Jake a 21 ans, mais il a parfois l’impression d’en avoir cent. C’est ce qui arrive quand on grandit trop vite, sous le feu des projecteurs. Jeune acteur prodige, son succès est cependant de l’histoire ancienne, et ses récentes frasques l’ont fait tomber de son piédestal pour atterrir dans sa chambre d’enfant, chez ses parents. Jake mène une vie grise: il cherche des raisons de la poursuivre, mais elles se font aussi rares que le plaisir dans ses journées sans soleil. 
Émilie a 18 ans, elle entame sa dernière année de cégep. Ambitieuse, elle rêve de devenir médecin. Toutefois, elle a une faille de la grosseur du Grand Canyon au travers du corps depuis que son premier amour l’a laissée, au début de l’été. Mais derrière cette douleur s’en cache une autre, plus profonde encore: celle créée par son père, le jour où il a quitté sa famille pour refaire sa vie.
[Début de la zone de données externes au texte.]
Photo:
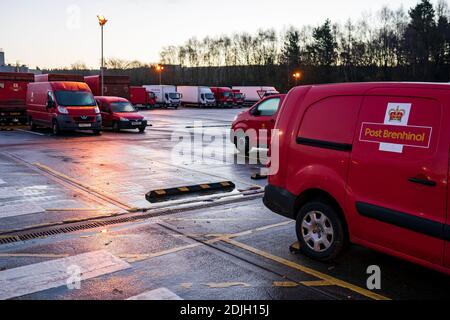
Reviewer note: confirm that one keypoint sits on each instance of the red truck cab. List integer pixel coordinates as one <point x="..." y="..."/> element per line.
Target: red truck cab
<point x="238" y="98"/>
<point x="13" y="95"/>
<point x="246" y="130"/>
<point x="366" y="163"/>
<point x="223" y="96"/>
<point x="118" y="113"/>
<point x="62" y="106"/>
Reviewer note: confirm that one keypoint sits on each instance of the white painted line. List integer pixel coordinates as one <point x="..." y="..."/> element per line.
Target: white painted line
<point x="21" y="208"/>
<point x="158" y="295"/>
<point x="32" y="132"/>
<point x="38" y="277"/>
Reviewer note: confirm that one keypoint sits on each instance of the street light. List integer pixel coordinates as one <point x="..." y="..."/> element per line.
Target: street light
<point x="160" y="70"/>
<point x="102" y="22"/>
<point x="297" y="77"/>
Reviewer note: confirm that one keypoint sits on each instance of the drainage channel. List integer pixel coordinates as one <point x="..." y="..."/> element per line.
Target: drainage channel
<point x="71" y="227"/>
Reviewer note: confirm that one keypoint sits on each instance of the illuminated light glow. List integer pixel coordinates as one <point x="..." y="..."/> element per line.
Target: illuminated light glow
<point x="102" y="20"/>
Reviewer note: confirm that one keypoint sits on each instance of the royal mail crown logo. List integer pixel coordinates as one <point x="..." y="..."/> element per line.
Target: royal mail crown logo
<point x="396" y="115"/>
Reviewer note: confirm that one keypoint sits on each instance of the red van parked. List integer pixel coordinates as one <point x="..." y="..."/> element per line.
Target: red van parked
<point x="13" y="93"/>
<point x="246" y="128"/>
<point x="368" y="164"/>
<point x="118" y="113"/>
<point x="62" y="106"/>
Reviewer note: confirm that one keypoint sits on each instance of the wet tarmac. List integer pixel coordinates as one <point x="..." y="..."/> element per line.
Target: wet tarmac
<point x="217" y="246"/>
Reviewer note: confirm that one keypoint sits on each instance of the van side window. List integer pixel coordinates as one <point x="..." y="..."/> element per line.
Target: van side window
<point x="269" y="107"/>
<point x="333" y="119"/>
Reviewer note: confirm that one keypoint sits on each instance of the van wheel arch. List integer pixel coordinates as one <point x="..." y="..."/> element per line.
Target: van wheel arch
<point x="318" y="195"/>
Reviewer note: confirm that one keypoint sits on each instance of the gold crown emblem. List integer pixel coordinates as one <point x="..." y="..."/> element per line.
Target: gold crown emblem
<point x="396" y="114"/>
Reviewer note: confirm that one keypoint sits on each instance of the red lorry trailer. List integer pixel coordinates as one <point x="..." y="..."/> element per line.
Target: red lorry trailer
<point x="55" y="77"/>
<point x="13" y="94"/>
<point x="114" y="86"/>
<point x="223" y="96"/>
<point x="139" y="96"/>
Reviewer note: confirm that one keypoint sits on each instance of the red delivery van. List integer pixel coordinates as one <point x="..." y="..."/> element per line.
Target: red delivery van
<point x="238" y="98"/>
<point x="139" y="96"/>
<point x="114" y="86"/>
<point x="368" y="164"/>
<point x="246" y="128"/>
<point x="63" y="106"/>
<point x="58" y="77"/>
<point x="223" y="96"/>
<point x="13" y="94"/>
<point x="118" y="113"/>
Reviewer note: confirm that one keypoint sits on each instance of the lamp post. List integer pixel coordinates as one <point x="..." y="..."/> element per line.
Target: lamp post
<point x="297" y="77"/>
<point x="160" y="69"/>
<point x="102" y="22"/>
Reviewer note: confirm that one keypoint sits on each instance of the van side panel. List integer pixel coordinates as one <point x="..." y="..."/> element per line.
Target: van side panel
<point x="398" y="177"/>
<point x="37" y="102"/>
<point x="323" y="147"/>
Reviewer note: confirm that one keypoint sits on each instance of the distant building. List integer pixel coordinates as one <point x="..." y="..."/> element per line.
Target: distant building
<point x="11" y="68"/>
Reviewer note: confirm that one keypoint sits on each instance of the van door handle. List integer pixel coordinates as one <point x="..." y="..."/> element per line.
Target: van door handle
<point x="425" y="182"/>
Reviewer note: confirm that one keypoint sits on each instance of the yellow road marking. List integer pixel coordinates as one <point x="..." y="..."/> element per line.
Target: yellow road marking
<point x="82" y="185"/>
<point x="227" y="285"/>
<point x="309" y="271"/>
<point x="320" y="283"/>
<point x="285" y="284"/>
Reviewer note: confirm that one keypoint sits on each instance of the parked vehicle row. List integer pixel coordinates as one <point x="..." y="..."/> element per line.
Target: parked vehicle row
<point x="362" y="163"/>
<point x="13" y="92"/>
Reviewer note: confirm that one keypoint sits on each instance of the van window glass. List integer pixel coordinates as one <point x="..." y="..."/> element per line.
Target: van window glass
<point x="75" y="99"/>
<point x="333" y="119"/>
<point x="122" y="107"/>
<point x="269" y="107"/>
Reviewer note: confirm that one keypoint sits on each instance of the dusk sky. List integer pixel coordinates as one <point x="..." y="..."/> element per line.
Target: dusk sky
<point x="50" y="33"/>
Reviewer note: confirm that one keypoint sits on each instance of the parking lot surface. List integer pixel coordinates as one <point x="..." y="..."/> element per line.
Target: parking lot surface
<point x="78" y="202"/>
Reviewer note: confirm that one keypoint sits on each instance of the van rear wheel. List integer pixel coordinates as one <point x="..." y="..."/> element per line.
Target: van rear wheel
<point x="320" y="231"/>
<point x="242" y="143"/>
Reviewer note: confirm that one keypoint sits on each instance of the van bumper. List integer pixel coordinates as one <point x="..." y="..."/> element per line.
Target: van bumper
<point x="66" y="122"/>
<point x="280" y="201"/>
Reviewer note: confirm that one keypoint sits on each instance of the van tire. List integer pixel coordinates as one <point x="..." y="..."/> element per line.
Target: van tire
<point x="243" y="146"/>
<point x="55" y="128"/>
<point x="310" y="241"/>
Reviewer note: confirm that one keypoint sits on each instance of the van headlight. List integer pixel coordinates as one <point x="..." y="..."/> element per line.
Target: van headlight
<point x="63" y="110"/>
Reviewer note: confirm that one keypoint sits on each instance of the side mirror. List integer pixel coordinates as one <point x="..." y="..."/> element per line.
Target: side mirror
<point x="50" y="104"/>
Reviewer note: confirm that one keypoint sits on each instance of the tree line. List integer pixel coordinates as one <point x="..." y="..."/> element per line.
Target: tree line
<point x="391" y="45"/>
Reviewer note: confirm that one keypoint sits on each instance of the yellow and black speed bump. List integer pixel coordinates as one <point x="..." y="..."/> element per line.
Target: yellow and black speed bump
<point x="200" y="189"/>
<point x="258" y="176"/>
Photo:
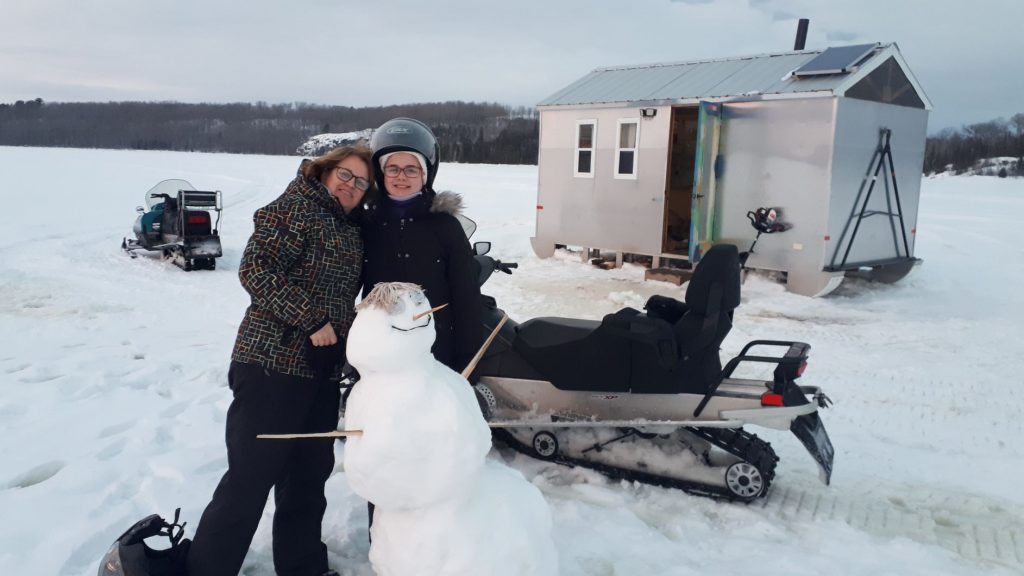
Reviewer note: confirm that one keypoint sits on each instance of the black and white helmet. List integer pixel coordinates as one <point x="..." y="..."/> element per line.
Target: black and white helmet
<point x="406" y="134"/>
Émilie aimerait se reconstruire, mais les morceaux sont petits et le casse-tête, interminable.
En apparence, Émilie et Jake n’ont rien en commun, sauf leurs blessures béantes au cœur et leur travail à la pizzéria du coin. Et pourtant, au fil de leurs soirées Sprite et placotage, une relation précieuse se tissera entre eux, empreinte de l’espoir que l’aube revient toujours, même après la plus sombre des nuits.

J’ai lu Le sommeil des loutres (quel joli titre, surtout quand on comprend ce qu’il représente!) de Marie-Christine Chartier, attirée par la jolie couverture et par le résumé. J’espérais ne pas lire un roman trop léger et finalement, cette lecture s’est avérée une très belle surprise. J’ai beaucoup aimé cette histoire. 

Le roman est présenté en alternant les voix de deux personnages. Tout d’abord celle de Jake, un ancien acteur qui a grandit sous les caméras et qui, suite à un deuil, sombre peu à peu… toujours sous l’œil attentif des journaux à potins. Il est difficile pour une personnalité de vivre constamment sous les projecteurs et les critiques des réseaux sociaux, surtout lorsqu’elle traverse des moments douloureux. C’est un peu cette facette publique et complexe qu’apporte le personnage de Jake.

« C’est ça, être connu. Les gens t’aiment jusqu’à ce que tu leur fournisses une meilleure raison encore de te haïr. »

Il y a aussi Émilie qui rêve de devenir médecin et qui ne se remet pas de sa rupture avec celui qu’elle pensait être son grand amour. Quand elle souffre, elle cuisine sans s’arrêter. C’est une façon pour elle de faire face à ce qu’elle ressent.

Jake et Émilie se rencontrent à la pizzéria où les deux travaillent. Jake y est pour oublier et se perdre dans une tâche routinière. Il essaie de retrouver qui il est. Émilie y travaille parce que la pizzéria appartient à son oncle. Elle essaie de survivre à sa peine.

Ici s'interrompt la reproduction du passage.